The frequency of these attacks increased more than 150% in the U.S. last year, and in 2021 their global cost is expected to reach $20 billion. Effective, comprehensive security training is essential to mitigating these threats, many of which originate with low-profile phishing or malware attacks to get a foot in the door—attacks that can target anyone who works in your organization.
A company's employees are the front line of defense against cyberattacks, and canned training videos and short quizzes are rarely sufficient to prepare them for this responsibility. The trouble with good training is that it takes not just expertise but time and other resources. Companies that are trying to maximize efficiency and minimize costs sometimes struggle with delivering security training commensurate with the threats they're actually facing.
According to Gartner®, many resource-constrained organizations, specifically midsize enterprises, struggle to provide even basic security awareness training to their users, let alone develop a sophisticated, multichannel, context-specific, and employee-centric enterprise security awareness program.*
One way to overcome this challenge without hiring professional services or leaning harder on your existing IT staff is to employ automation in security training.
What is Training Automation?
Though the word "automation" was not coined until 1947 by Ford Motor Company to describe the use of automatic devices in the company's production lines, today it is one of the most widely used terms in the tech industry. As a buzzword, "automation" really gets around. It suggests a solution that will handle your problems without requiring you to constantly monitor and futz with it, but in a very technical sense, every software program ever written involves some element of automation. Say you've got a security training solution that performs some tasks automatically, like sending out training reminders or test emails on a preset schedule. Is this training automation?

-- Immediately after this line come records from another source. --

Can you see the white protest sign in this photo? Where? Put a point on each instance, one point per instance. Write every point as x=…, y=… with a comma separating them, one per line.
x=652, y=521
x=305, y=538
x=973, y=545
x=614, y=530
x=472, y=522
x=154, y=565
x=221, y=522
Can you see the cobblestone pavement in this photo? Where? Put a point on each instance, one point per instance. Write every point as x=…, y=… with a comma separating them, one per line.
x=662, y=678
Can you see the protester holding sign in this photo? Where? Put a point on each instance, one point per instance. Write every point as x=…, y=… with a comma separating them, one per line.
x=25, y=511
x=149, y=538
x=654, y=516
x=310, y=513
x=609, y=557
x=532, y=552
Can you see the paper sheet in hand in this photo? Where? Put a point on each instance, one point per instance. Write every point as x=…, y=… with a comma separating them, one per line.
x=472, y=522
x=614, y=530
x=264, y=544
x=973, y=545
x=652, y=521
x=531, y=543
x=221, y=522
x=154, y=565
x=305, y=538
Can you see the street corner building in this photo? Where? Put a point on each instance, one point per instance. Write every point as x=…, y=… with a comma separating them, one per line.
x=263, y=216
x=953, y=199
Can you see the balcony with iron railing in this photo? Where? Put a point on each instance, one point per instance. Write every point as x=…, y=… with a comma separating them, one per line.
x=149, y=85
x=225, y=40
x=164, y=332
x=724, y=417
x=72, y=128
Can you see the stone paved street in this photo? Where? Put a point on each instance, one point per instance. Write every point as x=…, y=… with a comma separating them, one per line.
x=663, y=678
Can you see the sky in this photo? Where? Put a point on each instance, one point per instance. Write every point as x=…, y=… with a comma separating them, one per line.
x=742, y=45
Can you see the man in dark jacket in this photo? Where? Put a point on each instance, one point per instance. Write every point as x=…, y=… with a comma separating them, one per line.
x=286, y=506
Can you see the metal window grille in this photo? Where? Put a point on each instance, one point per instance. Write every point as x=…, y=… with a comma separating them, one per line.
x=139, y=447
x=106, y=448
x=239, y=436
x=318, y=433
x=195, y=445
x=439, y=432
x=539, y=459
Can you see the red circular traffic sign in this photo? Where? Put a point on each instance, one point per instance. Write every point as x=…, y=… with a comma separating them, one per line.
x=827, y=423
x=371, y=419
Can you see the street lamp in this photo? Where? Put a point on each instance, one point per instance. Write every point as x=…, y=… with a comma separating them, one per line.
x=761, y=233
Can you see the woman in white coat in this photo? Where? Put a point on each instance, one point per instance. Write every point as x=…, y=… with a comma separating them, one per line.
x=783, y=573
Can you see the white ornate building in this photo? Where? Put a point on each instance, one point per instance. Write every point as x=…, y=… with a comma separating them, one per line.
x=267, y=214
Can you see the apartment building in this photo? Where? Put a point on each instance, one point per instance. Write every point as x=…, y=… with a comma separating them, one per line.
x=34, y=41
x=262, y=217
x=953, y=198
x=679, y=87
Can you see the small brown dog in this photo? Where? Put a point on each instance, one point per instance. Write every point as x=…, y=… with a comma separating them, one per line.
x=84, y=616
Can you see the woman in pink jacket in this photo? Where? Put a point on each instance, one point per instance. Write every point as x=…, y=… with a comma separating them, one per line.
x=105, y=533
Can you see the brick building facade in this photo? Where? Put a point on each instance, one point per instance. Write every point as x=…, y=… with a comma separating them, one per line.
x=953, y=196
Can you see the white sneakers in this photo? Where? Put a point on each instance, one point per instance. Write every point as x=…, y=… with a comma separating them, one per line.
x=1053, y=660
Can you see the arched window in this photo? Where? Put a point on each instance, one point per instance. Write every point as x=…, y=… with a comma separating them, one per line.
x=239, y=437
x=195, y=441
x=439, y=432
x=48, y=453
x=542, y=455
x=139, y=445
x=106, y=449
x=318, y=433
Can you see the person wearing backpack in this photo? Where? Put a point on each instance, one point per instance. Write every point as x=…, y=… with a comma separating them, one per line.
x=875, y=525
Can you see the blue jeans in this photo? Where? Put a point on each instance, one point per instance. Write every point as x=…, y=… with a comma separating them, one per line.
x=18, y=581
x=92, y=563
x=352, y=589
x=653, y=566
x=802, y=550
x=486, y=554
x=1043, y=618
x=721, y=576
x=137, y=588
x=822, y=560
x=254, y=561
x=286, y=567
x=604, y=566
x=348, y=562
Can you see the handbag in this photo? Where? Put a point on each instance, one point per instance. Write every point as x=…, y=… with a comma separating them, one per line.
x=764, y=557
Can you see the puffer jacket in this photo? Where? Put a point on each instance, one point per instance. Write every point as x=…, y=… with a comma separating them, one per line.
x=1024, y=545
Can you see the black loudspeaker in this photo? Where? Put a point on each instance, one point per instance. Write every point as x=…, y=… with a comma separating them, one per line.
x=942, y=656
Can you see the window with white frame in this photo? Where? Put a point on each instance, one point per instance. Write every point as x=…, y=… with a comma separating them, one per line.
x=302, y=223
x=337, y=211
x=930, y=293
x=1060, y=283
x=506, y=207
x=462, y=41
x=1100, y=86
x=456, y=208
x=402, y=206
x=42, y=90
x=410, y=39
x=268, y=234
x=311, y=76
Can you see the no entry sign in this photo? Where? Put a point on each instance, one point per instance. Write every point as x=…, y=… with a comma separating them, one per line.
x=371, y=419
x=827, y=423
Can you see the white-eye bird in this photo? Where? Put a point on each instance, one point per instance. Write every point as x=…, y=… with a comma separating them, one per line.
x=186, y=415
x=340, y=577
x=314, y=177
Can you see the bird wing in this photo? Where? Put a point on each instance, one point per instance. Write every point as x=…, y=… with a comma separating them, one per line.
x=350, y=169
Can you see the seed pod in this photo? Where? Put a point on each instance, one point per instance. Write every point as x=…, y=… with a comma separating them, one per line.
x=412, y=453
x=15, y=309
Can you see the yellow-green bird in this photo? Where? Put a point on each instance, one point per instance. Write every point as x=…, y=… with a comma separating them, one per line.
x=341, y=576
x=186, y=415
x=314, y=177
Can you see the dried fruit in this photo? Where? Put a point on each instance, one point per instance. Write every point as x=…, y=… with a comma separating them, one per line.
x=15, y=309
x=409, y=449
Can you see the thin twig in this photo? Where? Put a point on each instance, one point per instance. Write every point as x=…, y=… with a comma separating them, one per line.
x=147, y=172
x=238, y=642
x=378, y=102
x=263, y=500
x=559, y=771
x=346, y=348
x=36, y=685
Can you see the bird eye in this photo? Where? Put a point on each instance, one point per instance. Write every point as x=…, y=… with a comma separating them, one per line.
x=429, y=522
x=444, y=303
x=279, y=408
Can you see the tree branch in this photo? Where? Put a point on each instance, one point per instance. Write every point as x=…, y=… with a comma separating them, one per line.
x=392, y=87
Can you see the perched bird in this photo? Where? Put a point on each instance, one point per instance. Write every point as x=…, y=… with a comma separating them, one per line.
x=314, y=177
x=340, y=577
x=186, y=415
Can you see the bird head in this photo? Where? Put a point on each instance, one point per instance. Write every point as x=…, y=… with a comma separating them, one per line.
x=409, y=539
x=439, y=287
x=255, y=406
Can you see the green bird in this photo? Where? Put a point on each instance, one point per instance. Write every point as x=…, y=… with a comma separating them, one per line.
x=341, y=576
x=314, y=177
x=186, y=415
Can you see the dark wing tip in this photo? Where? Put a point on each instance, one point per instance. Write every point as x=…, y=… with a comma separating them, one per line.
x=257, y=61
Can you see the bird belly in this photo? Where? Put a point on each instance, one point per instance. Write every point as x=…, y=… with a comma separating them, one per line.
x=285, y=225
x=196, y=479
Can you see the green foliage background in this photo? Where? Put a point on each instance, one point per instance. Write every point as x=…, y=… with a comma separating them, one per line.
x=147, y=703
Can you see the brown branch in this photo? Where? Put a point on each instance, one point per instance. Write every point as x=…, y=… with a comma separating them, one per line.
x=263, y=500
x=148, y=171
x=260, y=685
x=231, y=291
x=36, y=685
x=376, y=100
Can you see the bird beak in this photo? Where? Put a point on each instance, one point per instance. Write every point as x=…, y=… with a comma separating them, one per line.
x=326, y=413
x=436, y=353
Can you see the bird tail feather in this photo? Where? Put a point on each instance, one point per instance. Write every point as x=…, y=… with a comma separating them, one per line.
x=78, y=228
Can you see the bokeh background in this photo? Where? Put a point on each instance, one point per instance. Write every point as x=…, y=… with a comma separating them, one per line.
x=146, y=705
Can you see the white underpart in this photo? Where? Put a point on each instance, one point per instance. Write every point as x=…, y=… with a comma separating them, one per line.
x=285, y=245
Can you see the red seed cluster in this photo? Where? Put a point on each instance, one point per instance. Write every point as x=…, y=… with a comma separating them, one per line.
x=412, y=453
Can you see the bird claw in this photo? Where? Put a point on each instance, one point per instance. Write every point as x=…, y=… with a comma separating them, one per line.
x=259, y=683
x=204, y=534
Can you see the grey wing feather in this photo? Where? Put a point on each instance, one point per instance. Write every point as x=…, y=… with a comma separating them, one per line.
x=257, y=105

Not in any meaningful sense. It's just doing the bare minimum of what any training software should do, and in that sense is about as automated—and intelligent—as an alarm clock. True automation needs to be about more than just putting tasks on a timer.
Adaptive, Hands-On Training Makes All the Difference
If you're rolling out an upgrade to your Accounts Payable software, you can get away with herding everybody into a room, making them watch a video about it, and handing out a quiz afterward to make sure they were paying attention. When the purpose of the training is to prevent data breaches, ransomware attacks, and other serious threats, this isn't enough.
The better solution is hands-on training that provides practice on what to do when an actual cyberattack manifests, and ideally, it will also take into account the knowledge level and behavioral profile of the individual receiving the training. Savvy users might benefit from being educated and tested on subtle, novel approaches, while some users are just "serial clickers" who might need to retake Phishing 101 a few times before they unlearn their bad habits.
Of course, that assumes you know which users are which—and automation can help you figure that out by engaging in continuous data analysis as users work their way through the training program.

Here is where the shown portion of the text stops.